E’ quindi indubitabile che grava sul contribuente l’onere della prova dell’esistenza del diritto alla detrazione (Cass. n. 13605 del 2003) ed altresì che sempre sul medesimo gravi l’onere di provare evidentemente nei gradi di merito, trattandosi di accertamento in fatto – sia l’esistenza di una forza maggiore che abbia determinato la perdita delle fatture in originale, sia la ricostruzione delle stesse a mezzo dell’opera dei fornitori dei servizi.
Nel processo tributario, inoltre, una volta che il contribuente assolva l’onere, a suo carico, di provare il fatto costitutivo del diritto alla deduzione dei costi o alla detrazione dell’IVA mediante la produzione delle fatture, l’Amministrazione finanziaria ne può dimostrarne l’inattendibilità anche mediante presunzioni, sicché il giudice di merito deve prendere in considerazione il complessivo
quadro probatorio al fine di verificare l’esistenza o meno delle operazioni fatturate, ivi compresi i fatti secondari indicati.

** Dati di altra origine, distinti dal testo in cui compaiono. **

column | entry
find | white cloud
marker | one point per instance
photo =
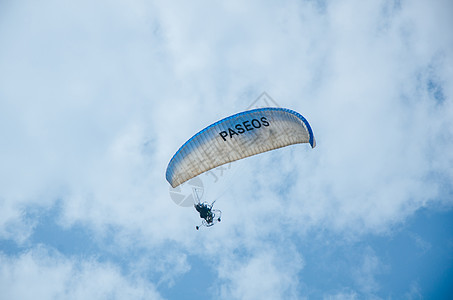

6.Il giudice di merito non si è conformato ai suesposti principi ritenendo sussistere il diritto alla deduzione dei costi in favore di RAGIONE_SOCIALE in forza nella mera contestazione del comportamento dell’Ufficio, senza valutare gli specifici elementi offerti dall’Agenzia né la sussistenza, carenza o sufficienza della prova da parte della contribuente, gravata, come innanzi evidenziato, dell’onere probatorio di cui si discorre.
7. In virtù di quanto fin qui esposto il ricorso deve essere accolto e la sentenza impugnata deve essere cassata.
Ne consegue il rigetto del primo motivo, l’accoglimento del terzo, con assorbimento del secondo motivo, la cassazione della sentenza con rinvio alla Corte di Giustizia tributaria della Campania, in diversa composizione che regolerà altresì le spese del presente giudizio.
P.Q.M.
Rigetta il primo motivo, accoglie il terzo, assorbito il secondo, e cassa la sentenza impugnata con rinvio alla Corte di Giustizia tributaria del Molise, in diversa composizione che regolerà altresì le spese del presente giudizio.